Data curators at the UC San Diego Library have the privilege of working with researchers from a wide range of scientific disciplines as they prepare data for the Library’s Research Data Collections repository. The visually stunning nature of some of the research data sets they curate inspired the Library’s Research Data Curation Program to host its inaugural Art of Science contest in 2021. The contest was created for two reasons: to celebrate the beauty that can emerge during scientific exploration and raise awareness of the Library’s data curation services.
2021 Contest Results
Many of the contest participants used imaging techniques to capture beauty that normally goes unseen by the human eye, which as contest award winner Keunyoung Kim says, “can be so intricately and artistically organized.” In fact, Kim’s own work, “Mouse Retinal Ganglion Cells,” calls attention to the beauty of one of the “key components of visual information,” the retinal ganglion cell, which facilitates our ability to interpret the visual world.
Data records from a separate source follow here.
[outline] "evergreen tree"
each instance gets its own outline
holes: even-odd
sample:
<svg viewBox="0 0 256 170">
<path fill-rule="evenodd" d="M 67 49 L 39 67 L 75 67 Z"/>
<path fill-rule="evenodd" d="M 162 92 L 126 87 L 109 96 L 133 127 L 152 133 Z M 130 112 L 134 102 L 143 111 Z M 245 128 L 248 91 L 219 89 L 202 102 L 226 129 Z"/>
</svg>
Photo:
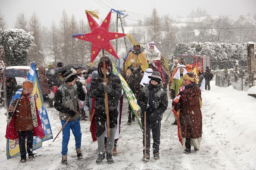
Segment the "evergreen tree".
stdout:
<svg viewBox="0 0 256 170">
<path fill-rule="evenodd" d="M 7 29 L 1 32 L 1 58 L 8 66 L 27 65 L 27 53 L 35 45 L 34 38 L 22 29 Z"/>
</svg>

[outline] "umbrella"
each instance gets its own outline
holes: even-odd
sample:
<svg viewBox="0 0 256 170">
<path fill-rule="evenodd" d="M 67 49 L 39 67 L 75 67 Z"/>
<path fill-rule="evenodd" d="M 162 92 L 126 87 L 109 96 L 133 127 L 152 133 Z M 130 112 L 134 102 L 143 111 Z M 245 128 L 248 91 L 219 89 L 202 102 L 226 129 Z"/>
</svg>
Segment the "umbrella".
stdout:
<svg viewBox="0 0 256 170">
<path fill-rule="evenodd" d="M 5 76 L 8 77 L 23 77 L 28 75 L 25 71 L 15 68 L 6 69 L 5 73 Z"/>
<path fill-rule="evenodd" d="M 84 67 L 84 65 L 81 64 L 68 64 L 61 67 L 58 68 L 58 72 L 62 72 L 63 71 L 66 71 L 68 69 L 70 69 L 72 68 L 74 69 L 81 68 Z"/>
</svg>

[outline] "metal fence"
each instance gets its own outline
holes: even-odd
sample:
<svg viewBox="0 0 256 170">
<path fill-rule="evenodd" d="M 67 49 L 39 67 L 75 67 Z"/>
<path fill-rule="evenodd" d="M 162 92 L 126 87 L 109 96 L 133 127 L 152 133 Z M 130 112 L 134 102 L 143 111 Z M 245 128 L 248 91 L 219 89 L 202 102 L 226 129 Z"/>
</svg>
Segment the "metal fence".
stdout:
<svg viewBox="0 0 256 170">
<path fill-rule="evenodd" d="M 232 85 L 234 89 L 238 90 L 247 91 L 255 83 L 249 84 L 248 83 L 248 75 L 239 77 L 235 74 L 216 75 L 215 84 L 220 87 L 227 87 Z"/>
</svg>

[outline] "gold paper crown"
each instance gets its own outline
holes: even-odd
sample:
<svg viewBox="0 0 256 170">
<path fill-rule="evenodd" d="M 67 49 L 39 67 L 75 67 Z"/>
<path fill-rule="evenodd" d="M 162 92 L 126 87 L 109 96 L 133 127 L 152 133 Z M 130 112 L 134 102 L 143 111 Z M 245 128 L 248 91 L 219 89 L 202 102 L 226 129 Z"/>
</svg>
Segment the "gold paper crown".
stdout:
<svg viewBox="0 0 256 170">
<path fill-rule="evenodd" d="M 22 87 L 24 89 L 31 89 L 34 87 L 34 83 L 30 80 L 26 80 L 23 82 Z"/>
</svg>

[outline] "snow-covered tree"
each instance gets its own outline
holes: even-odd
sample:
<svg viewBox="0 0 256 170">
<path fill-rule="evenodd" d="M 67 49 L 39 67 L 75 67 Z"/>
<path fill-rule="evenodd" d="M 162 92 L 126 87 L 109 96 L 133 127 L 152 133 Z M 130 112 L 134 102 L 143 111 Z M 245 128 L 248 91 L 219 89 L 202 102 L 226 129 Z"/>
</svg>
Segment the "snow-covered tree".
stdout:
<svg viewBox="0 0 256 170">
<path fill-rule="evenodd" d="M 35 61 L 39 65 L 42 65 L 44 64 L 44 61 L 43 55 L 43 35 L 41 24 L 35 12 L 33 13 L 29 23 L 29 29 L 35 38 L 34 43 L 36 46 L 28 53 L 28 60 L 30 62 Z"/>
<path fill-rule="evenodd" d="M 35 45 L 30 32 L 22 29 L 7 29 L 1 32 L 0 51 L 2 59 L 8 66 L 27 65 L 27 53 Z"/>
</svg>

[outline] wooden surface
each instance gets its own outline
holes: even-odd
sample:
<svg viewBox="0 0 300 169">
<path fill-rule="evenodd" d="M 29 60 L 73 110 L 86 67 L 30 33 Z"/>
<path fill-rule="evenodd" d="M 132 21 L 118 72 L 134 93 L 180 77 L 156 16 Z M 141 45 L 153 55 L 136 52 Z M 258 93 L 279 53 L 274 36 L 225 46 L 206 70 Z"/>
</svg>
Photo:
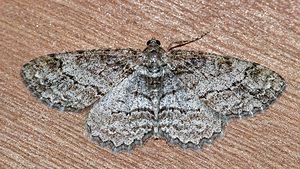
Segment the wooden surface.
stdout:
<svg viewBox="0 0 300 169">
<path fill-rule="evenodd" d="M 191 1 L 0 1 L 1 168 L 297 168 L 300 166 L 300 3 Z M 21 67 L 79 49 L 143 49 L 211 33 L 184 46 L 263 64 L 286 92 L 265 113 L 231 121 L 201 151 L 149 139 L 112 154 L 87 139 L 82 113 L 61 113 L 25 88 Z"/>
</svg>

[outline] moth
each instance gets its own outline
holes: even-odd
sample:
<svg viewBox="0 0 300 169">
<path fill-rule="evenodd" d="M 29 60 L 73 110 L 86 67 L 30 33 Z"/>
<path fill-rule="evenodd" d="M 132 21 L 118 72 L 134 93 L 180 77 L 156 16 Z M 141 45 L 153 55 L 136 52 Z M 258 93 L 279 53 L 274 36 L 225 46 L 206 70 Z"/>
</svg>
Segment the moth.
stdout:
<svg viewBox="0 0 300 169">
<path fill-rule="evenodd" d="M 21 69 L 35 97 L 60 111 L 91 107 L 92 141 L 130 151 L 149 137 L 199 149 L 224 133 L 230 119 L 253 116 L 285 90 L 284 79 L 260 64 L 229 56 L 164 50 L 152 38 L 141 51 L 107 48 L 54 53 Z"/>
</svg>

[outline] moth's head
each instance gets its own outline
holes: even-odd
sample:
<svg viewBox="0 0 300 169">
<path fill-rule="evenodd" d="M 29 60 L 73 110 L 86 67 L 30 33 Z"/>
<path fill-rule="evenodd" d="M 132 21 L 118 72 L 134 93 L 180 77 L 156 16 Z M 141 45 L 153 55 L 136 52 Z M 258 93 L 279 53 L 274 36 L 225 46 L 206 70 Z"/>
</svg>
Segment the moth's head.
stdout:
<svg viewBox="0 0 300 169">
<path fill-rule="evenodd" d="M 149 47 L 160 46 L 160 41 L 156 40 L 155 37 L 153 37 L 151 40 L 148 40 L 147 46 Z"/>
<path fill-rule="evenodd" d="M 165 50 L 160 46 L 160 42 L 153 37 L 147 42 L 147 47 L 143 51 L 143 65 L 150 73 L 162 71 L 165 65 L 164 54 Z"/>
</svg>

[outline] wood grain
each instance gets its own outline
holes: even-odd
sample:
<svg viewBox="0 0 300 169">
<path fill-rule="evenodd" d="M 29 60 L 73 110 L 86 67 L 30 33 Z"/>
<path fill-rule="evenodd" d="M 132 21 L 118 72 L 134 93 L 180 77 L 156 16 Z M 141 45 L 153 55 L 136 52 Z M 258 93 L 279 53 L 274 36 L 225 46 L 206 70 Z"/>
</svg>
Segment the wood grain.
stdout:
<svg viewBox="0 0 300 169">
<path fill-rule="evenodd" d="M 299 168 L 299 1 L 0 1 L 1 168 Z M 82 113 L 60 113 L 25 88 L 21 67 L 38 56 L 106 47 L 143 49 L 211 33 L 184 46 L 263 64 L 286 92 L 265 113 L 234 120 L 201 151 L 149 139 L 112 154 L 87 139 Z"/>
</svg>

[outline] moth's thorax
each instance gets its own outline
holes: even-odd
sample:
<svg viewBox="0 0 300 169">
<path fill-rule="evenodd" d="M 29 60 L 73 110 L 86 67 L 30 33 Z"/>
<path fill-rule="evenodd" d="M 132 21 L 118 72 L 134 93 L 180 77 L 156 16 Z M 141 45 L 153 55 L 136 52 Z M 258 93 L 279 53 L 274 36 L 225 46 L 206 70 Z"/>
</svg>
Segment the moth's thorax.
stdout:
<svg viewBox="0 0 300 169">
<path fill-rule="evenodd" d="M 163 68 L 166 66 L 166 62 L 163 60 L 164 54 L 165 50 L 160 47 L 158 40 L 153 38 L 147 42 L 147 47 L 143 51 L 143 66 L 146 68 L 149 77 L 162 76 Z"/>
</svg>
By means of this capacity and the talents of these researcher-artists we can appreciate the tiny underwater organisms in Pichaya Lertvilai’s work, “Drifting World through the Scripps Plankton Camera,” cutting-edge nanobiology and nanotechnology research in Emil Karshalev’s “Vulture Perched on a Branch Waiting for its Next Meal” and Steven Edward Bopp’s “Polymer-encased Ag nanocube light source,” respectively; a pancreatic cancer tumor in Partha Ray’s image, “Red, White & Blue”; the common fruit fly transformed into a magnificent giant in Thomas Deerinck’s work, “Drosophila melanogaster”; and in Lorenzo Casalino’s work, “A Deceitful Handshake,” the microscopic giant that has dominated our lives over the last 15 months: COVID-19.
Finally, Eleanor Quirk’s image, “Diagonal Samples,” is accompanied by a thoughtful and passionate narrative that resets our lens to a broad perspective and to one of the core goals of the UC San Diego campus research mission: to help us understand the world we live in, empower us to better interact with our environments, and “ultimately make us better citizens of planet Earth.”
The Library’s Research Data Curation Program is grateful that despite these difficult, demanding and stressful times, the participants shared their work and gave us a glimpse into their worlds of research.